Despite all that difference, I think she needed to *tell* me that we were different. She used to call me up with one problem or another she was having and ask for my advice. She’d listen carefully to the best I had to offer, all very practical and well thought out, then she’d set about telling me all the reasons it would never-ever not-even-remotely in-a-million-years not-on-this-planet-or-any-other work for her. At the time it used to frustrate me no end, but now I wonder if she needed to build the contrast because, underneath, we were in some ways so much alike.
Both of us believed that the things we did without much effort - the talents we were born with - didn’t create anything that anyone could really value. That if someone said something nice about our artwork or our intelligence or our contribution to others it was only because they were polite. Neither of us believed they could really mean it. Neither of us could take in people’s appreciation or respect, their gratitude or thanks, their acknowledgement or praise. I think it created in her a sadness, an isolation that she defended against with her charm, her wit, her ability to entertain. Her gift gave her a way to cope, a way to keep that sadness at bay. Without that gift, I had to live with my demons, share space with them all the time, and eventually I had to confront them and make peace. I think perhaps my sister never did.
Once, while I was working in Florida, I took the glass-bottom boat tour of Wakulla Springs. We cruised over the outlet where the underground river flows out into the greater pool. Wakulla flows more gallons per hour and at greater speed than any other freshwater spring in the country. Looking down through the glass, you can see the outlet like an underwater cave. And that huge volume of water rushing out by the thousands of gallons looks like … nothing. It’s so clear that you cannot see it at all - just the bottom sand sparkling there beneath the boat as if the torrent of water at the outlet was as placid as the surface we were floating on. I asked the guide how far up the spring the divers had explored and he said not far, that the current was too much for human beings to swim against for long.
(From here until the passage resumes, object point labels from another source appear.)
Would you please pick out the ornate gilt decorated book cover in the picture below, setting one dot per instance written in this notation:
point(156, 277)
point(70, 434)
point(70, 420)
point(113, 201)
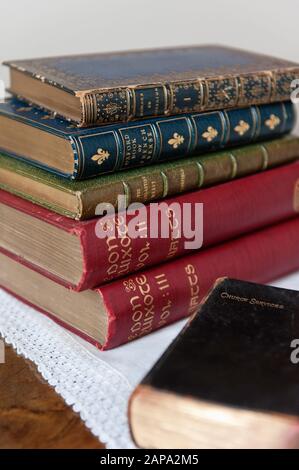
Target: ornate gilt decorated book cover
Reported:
point(122, 86)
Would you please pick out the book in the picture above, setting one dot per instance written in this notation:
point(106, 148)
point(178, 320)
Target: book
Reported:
point(85, 254)
point(228, 380)
point(57, 146)
point(121, 86)
point(126, 309)
point(79, 199)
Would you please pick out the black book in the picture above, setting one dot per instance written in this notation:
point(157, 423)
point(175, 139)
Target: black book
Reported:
point(231, 377)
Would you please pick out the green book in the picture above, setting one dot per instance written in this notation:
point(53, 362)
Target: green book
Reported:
point(78, 199)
I think my sister was like that. On the surface, she was sparkling and light, with a humorous observation for even the darkest events. But underneath there was in her a current of sadness that she swam against, camouflaged by her humor, transparent and unnoticed. I think that’s why she often didn’t sleep, because she needed to keep swimming. I think its why she always entertained us, because that humor brought her light.
I think her humor was her truest gift, her compassion was the power in her life. And I think the pneumonia took her stamina and finally the strength she needed to swim against the tide.
Sleep, my sweet sister. Rest. Our dreams go with you. Calm waters await, you do not need to fight. Just know that sometime in our long future I will flow down the mountain like Pele’s lava and I will meet you again when you return like Venus on the tide.
To you who knew my sister through her writing… she left a little gift. There are unpublished stories. From time to time I will post one for you here.
And she left a manuscript. It will take a while, but we (her siblings) are working to bring it to print. It was her dream, something she worked long and hard to realize and we will take it through that final step.